Even though teaching felt like a fit in many ways, she wanted to keep pursuing her interest in psychology. When she began at Delgado Community College, she started off as a criminal justice major, knowing that psychology would be crucial in that work.
But early in her school year, a personal tragedy shifted Johnson’s path.
“My first semester, like a week after I started school, my dad passed away. So I was just like, ‘you know, I want to give up.’ I really did,” she says. “I was getting up every day and going to classes, but I was just like, th I’m is is not what I want to be.”
“I was telling my mom, ‘maybe I should figure out another major. I know how to do hair – maybe I should be a cosmetology student,’ she explained. But that didn’t feel like a fit, either.
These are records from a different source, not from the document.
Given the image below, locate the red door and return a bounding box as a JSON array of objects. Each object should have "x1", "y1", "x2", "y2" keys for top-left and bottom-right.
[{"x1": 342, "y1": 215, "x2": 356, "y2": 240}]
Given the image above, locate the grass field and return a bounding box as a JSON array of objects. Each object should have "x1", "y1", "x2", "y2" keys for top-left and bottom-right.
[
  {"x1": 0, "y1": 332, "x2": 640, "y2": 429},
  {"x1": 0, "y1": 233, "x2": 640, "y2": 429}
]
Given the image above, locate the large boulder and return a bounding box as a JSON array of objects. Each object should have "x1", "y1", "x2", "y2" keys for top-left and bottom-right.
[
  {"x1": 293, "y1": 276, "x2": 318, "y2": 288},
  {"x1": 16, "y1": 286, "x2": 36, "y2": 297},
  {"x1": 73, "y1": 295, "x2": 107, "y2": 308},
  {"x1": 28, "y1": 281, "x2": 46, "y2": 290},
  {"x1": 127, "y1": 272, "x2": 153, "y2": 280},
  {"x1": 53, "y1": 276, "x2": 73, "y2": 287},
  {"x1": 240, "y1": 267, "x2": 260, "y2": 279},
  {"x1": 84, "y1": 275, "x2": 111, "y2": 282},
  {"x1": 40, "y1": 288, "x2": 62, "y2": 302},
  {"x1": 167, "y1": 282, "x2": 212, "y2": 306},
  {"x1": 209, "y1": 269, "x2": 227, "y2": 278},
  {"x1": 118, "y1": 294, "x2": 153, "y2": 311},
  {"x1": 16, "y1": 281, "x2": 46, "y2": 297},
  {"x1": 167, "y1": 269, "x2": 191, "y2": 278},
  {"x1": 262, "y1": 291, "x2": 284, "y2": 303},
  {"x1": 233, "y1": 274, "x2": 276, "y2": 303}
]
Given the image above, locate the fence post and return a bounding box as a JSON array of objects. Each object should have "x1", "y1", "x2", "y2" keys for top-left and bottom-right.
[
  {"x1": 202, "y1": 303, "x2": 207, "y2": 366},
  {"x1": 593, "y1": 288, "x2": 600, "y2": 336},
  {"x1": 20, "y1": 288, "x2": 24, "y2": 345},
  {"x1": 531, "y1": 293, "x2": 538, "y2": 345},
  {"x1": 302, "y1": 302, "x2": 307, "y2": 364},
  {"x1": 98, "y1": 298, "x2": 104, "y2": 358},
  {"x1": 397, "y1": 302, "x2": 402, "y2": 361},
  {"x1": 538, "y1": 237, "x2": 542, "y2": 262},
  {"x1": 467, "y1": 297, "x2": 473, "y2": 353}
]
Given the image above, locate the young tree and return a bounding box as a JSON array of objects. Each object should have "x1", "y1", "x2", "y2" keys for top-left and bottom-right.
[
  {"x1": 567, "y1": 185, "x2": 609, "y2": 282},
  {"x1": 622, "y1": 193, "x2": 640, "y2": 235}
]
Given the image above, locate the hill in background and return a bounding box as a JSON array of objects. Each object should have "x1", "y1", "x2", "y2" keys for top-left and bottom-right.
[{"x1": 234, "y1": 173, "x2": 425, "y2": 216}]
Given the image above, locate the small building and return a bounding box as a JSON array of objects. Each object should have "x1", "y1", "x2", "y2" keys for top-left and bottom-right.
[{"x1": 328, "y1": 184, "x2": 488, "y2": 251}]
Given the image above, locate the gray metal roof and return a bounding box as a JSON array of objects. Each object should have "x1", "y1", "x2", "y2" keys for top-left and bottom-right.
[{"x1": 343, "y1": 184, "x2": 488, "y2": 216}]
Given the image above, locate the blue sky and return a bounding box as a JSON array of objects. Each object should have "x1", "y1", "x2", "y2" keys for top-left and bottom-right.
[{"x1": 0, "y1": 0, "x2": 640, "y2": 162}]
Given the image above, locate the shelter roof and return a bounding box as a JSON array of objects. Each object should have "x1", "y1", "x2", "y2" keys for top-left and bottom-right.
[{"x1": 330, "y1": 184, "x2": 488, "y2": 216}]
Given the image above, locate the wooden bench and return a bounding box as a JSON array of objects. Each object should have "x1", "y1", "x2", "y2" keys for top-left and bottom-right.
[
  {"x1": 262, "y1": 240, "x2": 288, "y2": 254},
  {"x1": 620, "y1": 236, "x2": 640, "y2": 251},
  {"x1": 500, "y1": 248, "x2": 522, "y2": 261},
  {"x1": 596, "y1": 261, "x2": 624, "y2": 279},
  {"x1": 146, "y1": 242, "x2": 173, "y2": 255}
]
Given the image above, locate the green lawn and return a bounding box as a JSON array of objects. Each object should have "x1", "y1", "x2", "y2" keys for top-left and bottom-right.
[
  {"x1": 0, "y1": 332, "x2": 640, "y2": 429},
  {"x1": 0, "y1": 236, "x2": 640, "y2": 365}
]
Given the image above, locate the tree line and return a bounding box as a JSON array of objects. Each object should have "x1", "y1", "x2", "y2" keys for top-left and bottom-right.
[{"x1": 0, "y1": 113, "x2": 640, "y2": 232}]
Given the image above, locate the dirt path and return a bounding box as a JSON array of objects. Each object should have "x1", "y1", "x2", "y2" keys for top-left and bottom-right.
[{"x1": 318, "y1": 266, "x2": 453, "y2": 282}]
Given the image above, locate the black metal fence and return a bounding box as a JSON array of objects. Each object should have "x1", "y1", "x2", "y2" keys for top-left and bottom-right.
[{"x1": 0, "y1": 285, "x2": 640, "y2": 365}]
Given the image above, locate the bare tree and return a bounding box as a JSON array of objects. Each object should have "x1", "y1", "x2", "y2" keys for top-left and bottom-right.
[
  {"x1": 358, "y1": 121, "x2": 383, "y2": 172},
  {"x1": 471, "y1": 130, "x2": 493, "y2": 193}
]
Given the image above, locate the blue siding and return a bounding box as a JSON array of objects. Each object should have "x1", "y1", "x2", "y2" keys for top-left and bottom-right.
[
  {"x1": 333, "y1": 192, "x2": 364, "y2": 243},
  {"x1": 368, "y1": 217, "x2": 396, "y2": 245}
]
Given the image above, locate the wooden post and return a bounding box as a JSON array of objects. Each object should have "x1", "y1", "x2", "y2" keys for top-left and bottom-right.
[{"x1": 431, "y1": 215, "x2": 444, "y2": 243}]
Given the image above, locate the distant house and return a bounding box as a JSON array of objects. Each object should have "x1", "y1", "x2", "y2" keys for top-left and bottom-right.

She got in touch with Ms. Cornelius, who suggested she consider pursuing teaching. As a member of the KIPP Alumni Teaching Force, she’d be able to student teach that summer, and she’d have a job waiting for her after graduation from Delgado. She could work as a paraprofessional, and have KIPP’s support as she pursued her bachelor’s degree. Once she earned it, she’d have a role as a full-time lead teacher. Johnson was overwhelmed, but willing to give it a try.
“So I worked with them at KIPP over the summer. I had my own classroom. And I really connected deeply with the students. I really enjoyed being around the kids every day. I told Ms. Cornelius, ‘well, maybe I should become an education major,’” she says.
This experience not only changed her college experience, but has set her plans for the future.
“On the days when I want to give up so bad because, you know, life happens, I’ll just be like ‘no, once I graduate, Ms. Cornelius is right there saying, well, look, we have a job for you.’ It motivates me a lot,” she says. “That’s a main worry as a college student–when I get this degree, what do I do next? Where is my life going to go after that? So I’m really blessed to not have to question that.”
Daniels, too, is grateful for the clarity the program gives her future. One of her classmates at Southern is also a Booker T. Washington alum and Teaching Force member. She says that sometimes, they playfully congratulate one another on being a part of the Teaching Force.
We always joke, like, ‘who do you know that has a job straight out of college?’ It gives me motivation to actually push through and finish college because it’s like some people are like, ‘Oh, this degree doesn’t mean anything after I graduate.’ But I’m going to have a job,” she says.
“People are searching high and low for jobs that don’t have anything to do with their degree, but I have a job, in something I want to do, to be a teacher–going back to New Orleans and becoming a teacher,” Daniels explains.
She knows that, as a teacher who was recently a student, she’ll be able to empathize with her students in important ways. She feels that she’ll help not just them, but our city as a whole.
“We’ve been in their shoes before,” she says. “Getting teachers that are from New Orleans, and that understand what they might be going through, and understand the culture of New Orleans…it’s going to help. I feel like we’re giving back to our community as well.”